Nathan Kingsley was born at Sharon, Conn., Sept. 10, 1850. In 1858, his father moved west, settling on a farm in La Salle county, Illinois. In March, 1869, Mr. Kingsley came to Minnesota and worked on a farm until the following year, when he learned the miller's trade. He was admitted to the bar at Preston, Fillmore county, in November, 1876, and in February, 1877, began the practice of law at Rushford, that county. In December, 1878, he moved to Chatfield, Fillmore county, and opened an office there. At the November election, in 1880, he was elected county attorney of Fillmore county, and held the office four years. In April, 1887, he moved to Austin, in the same county. He was appointed judge of the Tenth District by Governor Clough to fill the vacancy caused by the death of Whytock, and assumed the duties of the office, Nov. 26, 1898. In 1900, he was elected district judge, and served until his resignation in 1916. He died soon afterward. Judge Kingsley was possessed of a keen and discriminating mind, a judicial temperament, and that degree of impartiality essential to the position and the making of an ideal judge. He served to the entire satisfaction of the bar and the people of the district, and was commended for his dilligence and prompt disposition of all cases and matters presented to him or coming before him for judicial action.

Samuel D. Catherwood was born in Freeborn county, Minn., Nov. 12, 1859. He was admitted to the bar in 1888, and immediately began the practice of law at Austin. He was county attorney of Mower county for three terms. He is an active member of the State and American Bar associations. On June 12, 1916, Judge Catherwood was appointed to succeed Judge Nathan Kingsley, who had resigned. He was elected judge of the Tenth District at the November election of 1916.
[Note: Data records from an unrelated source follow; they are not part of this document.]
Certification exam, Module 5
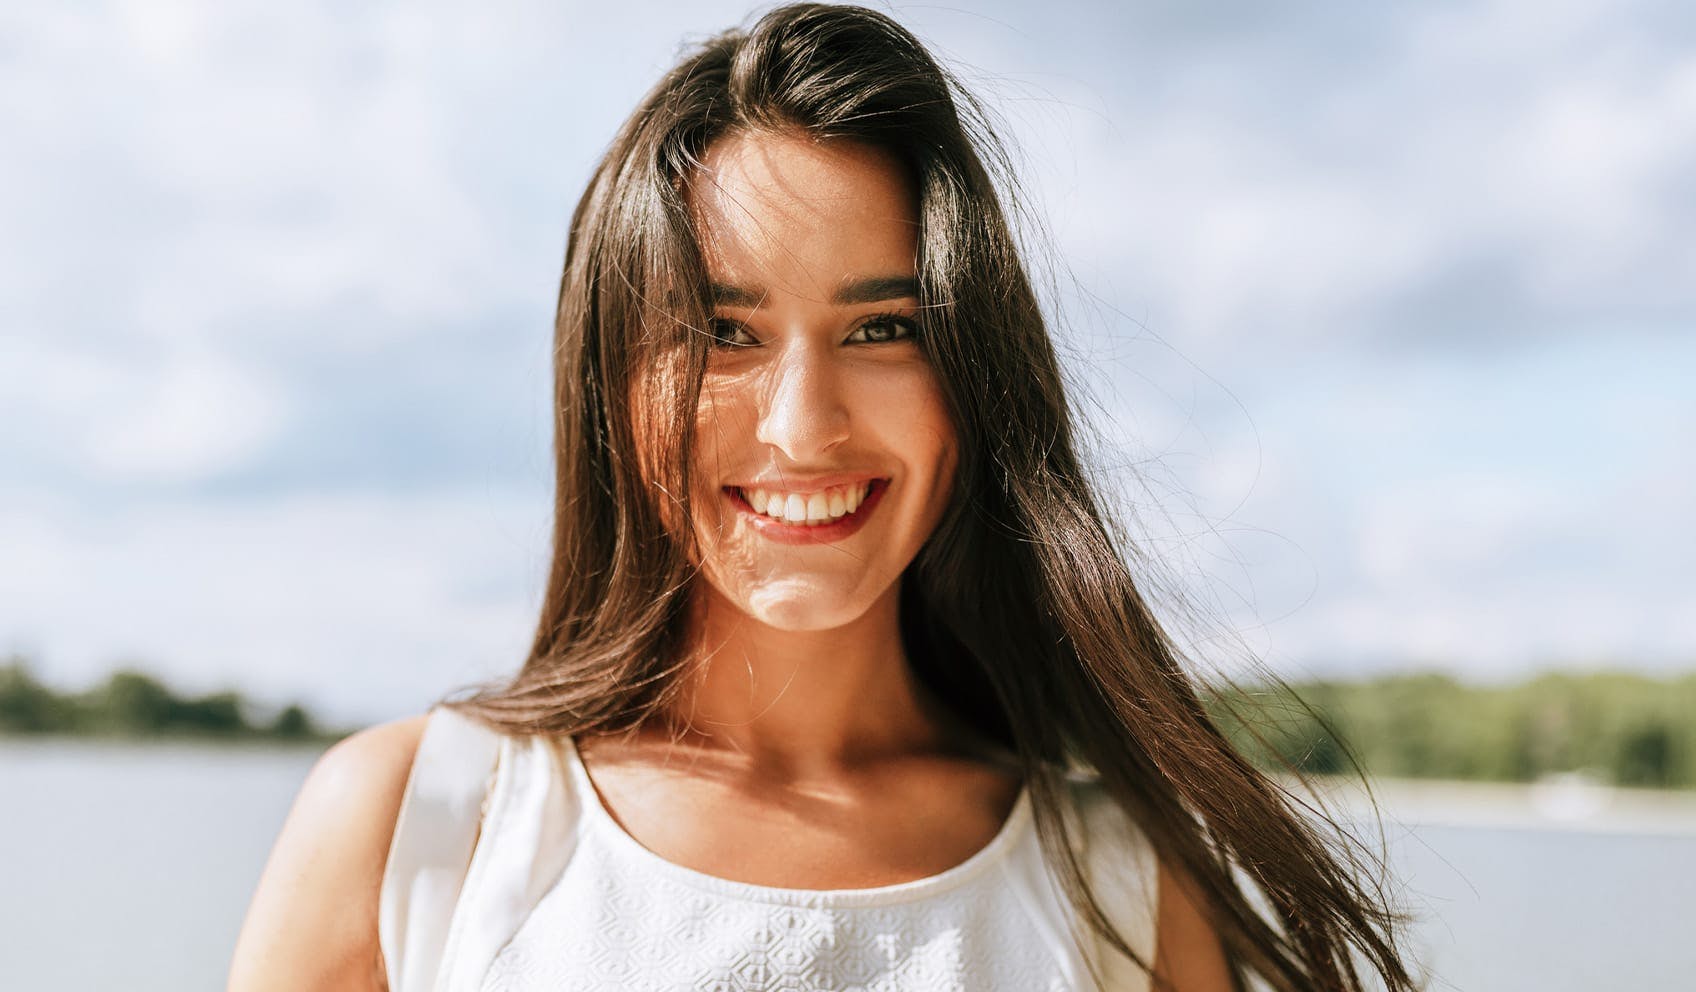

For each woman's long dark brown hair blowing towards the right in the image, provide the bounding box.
[453,3,1413,992]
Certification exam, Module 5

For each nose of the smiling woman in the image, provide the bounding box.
[755,341,848,465]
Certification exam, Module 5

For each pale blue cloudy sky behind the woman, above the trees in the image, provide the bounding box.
[0,0,1696,721]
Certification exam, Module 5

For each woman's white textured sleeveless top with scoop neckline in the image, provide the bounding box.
[378,709,1157,992]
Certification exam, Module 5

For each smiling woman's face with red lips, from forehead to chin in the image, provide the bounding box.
[689,132,957,631]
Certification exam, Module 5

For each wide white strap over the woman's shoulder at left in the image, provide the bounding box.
[386,707,500,992]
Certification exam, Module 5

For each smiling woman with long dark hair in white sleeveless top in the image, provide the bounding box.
[231,5,1411,992]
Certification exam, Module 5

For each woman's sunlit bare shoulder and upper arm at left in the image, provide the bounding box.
[229,716,426,992]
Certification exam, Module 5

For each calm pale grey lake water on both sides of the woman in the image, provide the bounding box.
[0,739,1696,992]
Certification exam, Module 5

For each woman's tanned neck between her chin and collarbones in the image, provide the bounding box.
[672,583,941,773]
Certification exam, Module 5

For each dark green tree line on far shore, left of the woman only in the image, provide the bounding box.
[0,658,343,743]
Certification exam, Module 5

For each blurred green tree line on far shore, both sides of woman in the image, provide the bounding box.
[0,658,1696,789]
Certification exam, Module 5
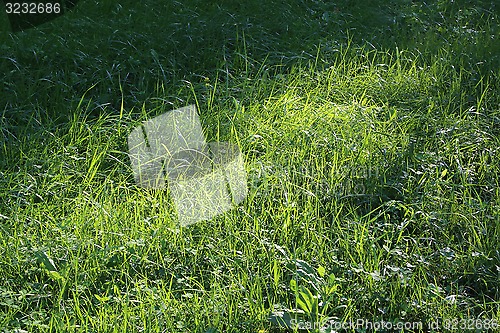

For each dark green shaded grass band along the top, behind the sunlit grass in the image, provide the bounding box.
[0,0,500,116]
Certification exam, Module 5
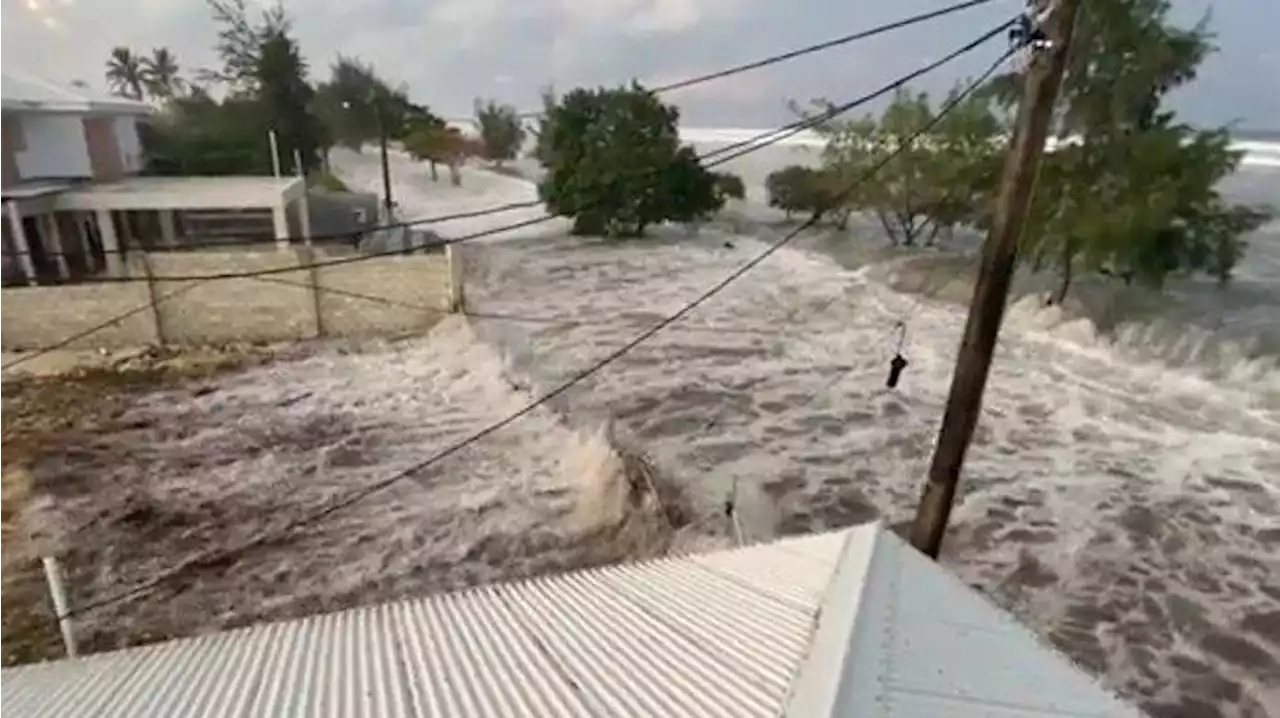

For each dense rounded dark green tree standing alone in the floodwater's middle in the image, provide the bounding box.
[539,83,723,237]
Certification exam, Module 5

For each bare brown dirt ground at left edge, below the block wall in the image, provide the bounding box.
[0,347,298,666]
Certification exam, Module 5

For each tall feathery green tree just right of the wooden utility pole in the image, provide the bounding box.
[993,0,1267,302]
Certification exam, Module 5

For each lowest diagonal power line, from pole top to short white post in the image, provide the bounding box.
[62,23,1014,614]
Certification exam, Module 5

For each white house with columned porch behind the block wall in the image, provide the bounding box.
[0,68,311,285]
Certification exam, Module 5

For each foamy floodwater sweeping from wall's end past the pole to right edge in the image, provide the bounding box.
[340,137,1280,718]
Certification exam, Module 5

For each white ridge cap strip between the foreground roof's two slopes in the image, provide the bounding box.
[782,521,884,718]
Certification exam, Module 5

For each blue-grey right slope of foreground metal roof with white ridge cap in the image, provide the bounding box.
[786,532,1143,718]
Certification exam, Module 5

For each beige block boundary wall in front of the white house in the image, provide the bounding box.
[0,250,460,349]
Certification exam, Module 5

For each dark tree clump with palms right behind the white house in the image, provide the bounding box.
[135,0,444,175]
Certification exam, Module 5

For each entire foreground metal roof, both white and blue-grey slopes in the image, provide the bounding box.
[0,525,1140,718]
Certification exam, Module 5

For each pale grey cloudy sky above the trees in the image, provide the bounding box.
[0,0,1280,128]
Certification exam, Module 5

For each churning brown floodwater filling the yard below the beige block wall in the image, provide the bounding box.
[29,317,680,650]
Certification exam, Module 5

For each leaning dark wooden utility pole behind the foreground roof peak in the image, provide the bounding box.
[911,0,1082,559]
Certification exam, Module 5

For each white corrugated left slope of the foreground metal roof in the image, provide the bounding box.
[0,534,844,718]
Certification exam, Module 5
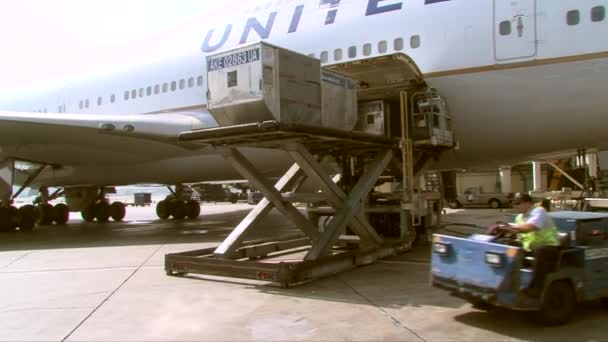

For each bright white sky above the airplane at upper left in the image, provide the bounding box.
[0,0,228,91]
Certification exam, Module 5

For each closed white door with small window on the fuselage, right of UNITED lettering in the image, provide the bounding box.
[494,0,536,61]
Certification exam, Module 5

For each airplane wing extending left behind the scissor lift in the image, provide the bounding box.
[0,111,217,165]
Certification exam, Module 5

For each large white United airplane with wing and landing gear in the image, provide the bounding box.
[0,0,608,228]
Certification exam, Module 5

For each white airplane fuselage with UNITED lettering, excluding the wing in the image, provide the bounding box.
[0,0,608,185]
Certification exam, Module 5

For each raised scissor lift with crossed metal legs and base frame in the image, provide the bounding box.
[165,121,411,287]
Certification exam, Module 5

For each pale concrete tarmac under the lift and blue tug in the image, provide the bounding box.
[0,204,608,341]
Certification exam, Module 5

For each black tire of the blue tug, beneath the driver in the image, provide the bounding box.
[539,281,576,325]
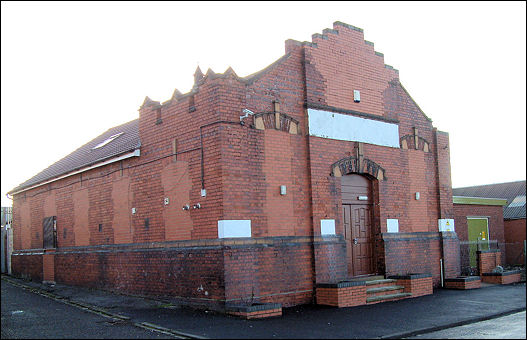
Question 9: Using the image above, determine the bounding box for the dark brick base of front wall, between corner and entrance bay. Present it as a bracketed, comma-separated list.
[224, 237, 313, 307]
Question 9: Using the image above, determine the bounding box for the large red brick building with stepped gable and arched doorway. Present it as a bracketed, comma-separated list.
[10, 22, 459, 306]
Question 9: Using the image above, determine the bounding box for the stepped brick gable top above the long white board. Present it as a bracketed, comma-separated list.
[305, 23, 398, 116]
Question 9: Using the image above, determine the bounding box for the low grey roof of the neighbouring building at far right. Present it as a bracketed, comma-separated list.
[452, 181, 525, 219]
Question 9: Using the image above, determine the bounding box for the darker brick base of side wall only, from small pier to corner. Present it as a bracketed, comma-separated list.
[55, 240, 224, 304]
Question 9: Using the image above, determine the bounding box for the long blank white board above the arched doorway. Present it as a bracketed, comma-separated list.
[307, 109, 399, 148]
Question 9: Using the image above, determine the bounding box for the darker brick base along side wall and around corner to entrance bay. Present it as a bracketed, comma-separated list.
[12, 237, 315, 311]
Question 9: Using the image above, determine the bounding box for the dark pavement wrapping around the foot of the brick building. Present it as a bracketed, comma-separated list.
[2, 275, 526, 339]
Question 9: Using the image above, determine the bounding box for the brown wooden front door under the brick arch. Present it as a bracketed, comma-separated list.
[342, 175, 374, 276]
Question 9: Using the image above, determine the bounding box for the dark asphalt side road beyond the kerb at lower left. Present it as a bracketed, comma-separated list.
[1, 280, 174, 339]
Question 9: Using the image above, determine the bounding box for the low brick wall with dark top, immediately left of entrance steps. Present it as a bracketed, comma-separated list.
[316, 281, 366, 307]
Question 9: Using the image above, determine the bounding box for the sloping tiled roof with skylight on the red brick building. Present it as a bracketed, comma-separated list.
[9, 119, 141, 193]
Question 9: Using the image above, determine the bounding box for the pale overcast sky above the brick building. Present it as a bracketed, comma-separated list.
[1, 1, 526, 206]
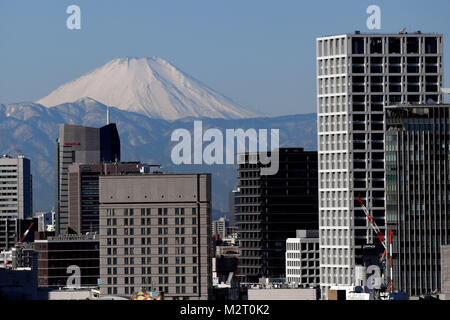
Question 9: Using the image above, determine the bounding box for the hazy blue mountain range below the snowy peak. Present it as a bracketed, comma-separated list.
[0, 98, 317, 215]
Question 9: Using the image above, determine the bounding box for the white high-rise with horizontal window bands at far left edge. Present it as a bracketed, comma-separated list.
[0, 155, 33, 219]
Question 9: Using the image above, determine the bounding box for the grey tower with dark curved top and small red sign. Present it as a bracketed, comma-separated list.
[55, 123, 120, 234]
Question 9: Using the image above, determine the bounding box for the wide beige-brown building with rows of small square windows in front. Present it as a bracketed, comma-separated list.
[100, 174, 212, 300]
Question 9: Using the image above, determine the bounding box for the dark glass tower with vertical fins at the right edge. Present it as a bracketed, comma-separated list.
[385, 105, 450, 296]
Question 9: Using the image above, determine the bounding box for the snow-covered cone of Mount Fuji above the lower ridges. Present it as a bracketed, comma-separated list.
[36, 57, 262, 120]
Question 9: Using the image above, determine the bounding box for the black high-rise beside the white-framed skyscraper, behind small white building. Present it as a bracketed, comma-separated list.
[236, 148, 318, 283]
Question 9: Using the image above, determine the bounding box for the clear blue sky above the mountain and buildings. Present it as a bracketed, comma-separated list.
[0, 0, 450, 115]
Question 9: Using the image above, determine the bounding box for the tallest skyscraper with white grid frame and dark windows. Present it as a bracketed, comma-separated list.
[317, 32, 444, 295]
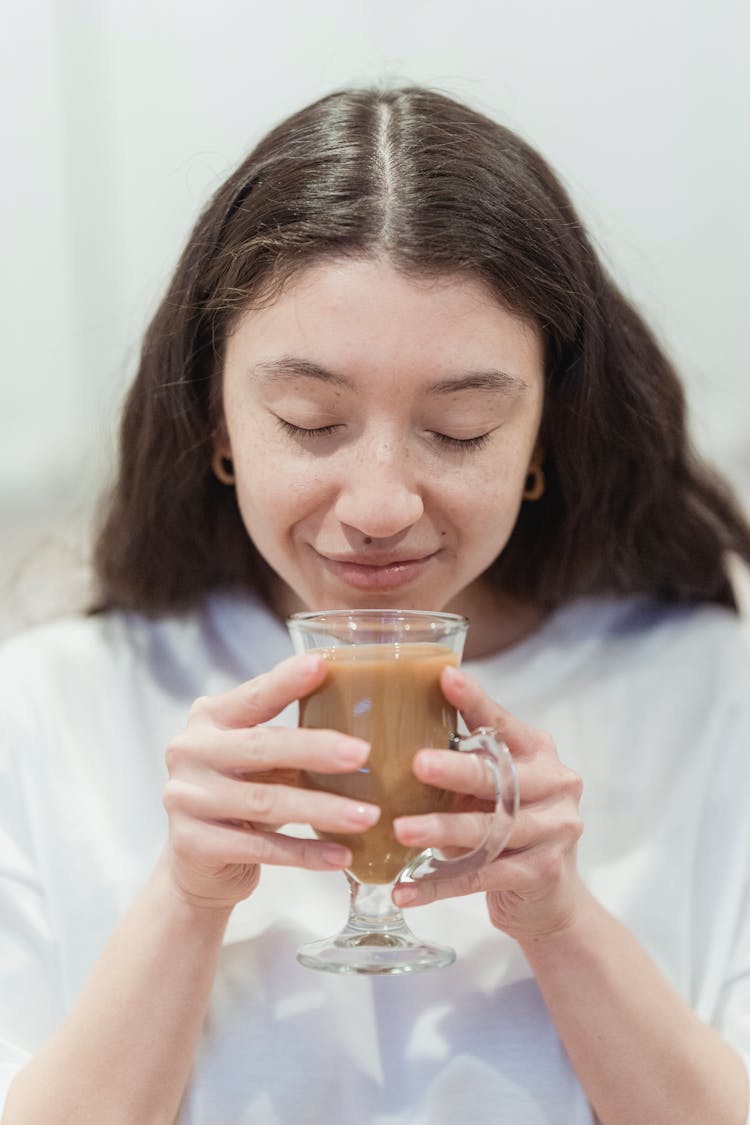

The attorneys practicing before the district court of Houston county from the organization of the court up to the close of the Civil War, were: Morton S. Wilkinson, Hokah; William Dennison, La Crosse; John J. Moreland, Brownsville; Edwin Flint, La Crosse; Wyman flask, Caledonia; John H. Smith, Brownsville; Orville T. Gilman, La Crescent; W. H. Lapham, La Crescent; Samuel McPhail, Caledonia; W. H. Tucker, La Crosse; Samuel Cole, Chatfield; John O. McNulty, Brownsville; M. G. Thompson, Browns. ville; S. S. Burton, La Crosse; E. Fox Cook, La Crosse; John J. Cole, La Crosse; Daniel S. Norton, Winona; George W. Padelford, Hokah; Frederick L. Seely, Brownsville; Hugh Cameron, La Crosse; Albert W. Bishop, La Crosse; Joseph W. Losey, La Crosse; G. W. Hill, Caledonia; A. S. Lindsey, Caledonia; Capt. E. H. Kennedy, Houston; George F. Potter, La Crescent; David L. Buell, Caledonia; Thomas H. Conniff, Caledonia; B. F. Montgomery, La Crosse; James S. Lyndes, La Crosse; W. S. Burroughs, La Crosse.

From the close of the Civil War until Centennial Year, the new names which appear among the lawyers practicing before the Houston county district court are those of: William H. Stogdill, La Crosse; M. Wheeler Sargeant, Winona; Gilbert I. Wetenhall, Brownsville; Richard A. Murray, Hokah and Rushford; Capt. W. H. Harries, Hokah and Caledonia; J. E. Atwater, Rushford; C. D. Ramsdell, Houston; George R. Willett, Decorah; William H. Yale, Winona; James O'Brien, Caledonia; George Gale, Jr., Galesville; William Mitchell, Winona; Angus Cameron, La Crosse; Richard Lester, Caledonia; P. J. Smalley, Caledonia; M. P. Wing, La Crosse; John R. Jones, Chatfield; Richard A. Jones, Rochester; Angus Cameron, La Crosse; William Gale, Winona; Thomas Wilson, Winona; T. J. Widvey, La Crosse; Guilbrand J. Lomen, Caledonia; E. N. Donaldson, Oliver Wheaton, Caledonia; C. S. Trask, Caledonia,

In the succeeding, years, the lawyers living in the county have been fewer in number, and have for the most part been located in Caledonia. Lawyers from neighboring counties have continued to practice here. Among the local lawyers of the past thirty years may be mentioned: W. R. Duxbury, Caledonia; W. G. Drowley, Caledonia; George E. Dyer, Caledonia; Aaron Brayton, La Crosse; Bert. Van Luven, Caledonia; Capt. S. B. McIntire, Houston.

The present bar of Houston county consists of F. A. Duxbury, L. L. Duxbury, O. K. Dahle, W. A. Deters, William E. Flynn, Charles A. Dorival and C. S. Trask, of Caledonia; J. C. Raymond, of La Crescent; and Dwight A. Buell, of Caledonia.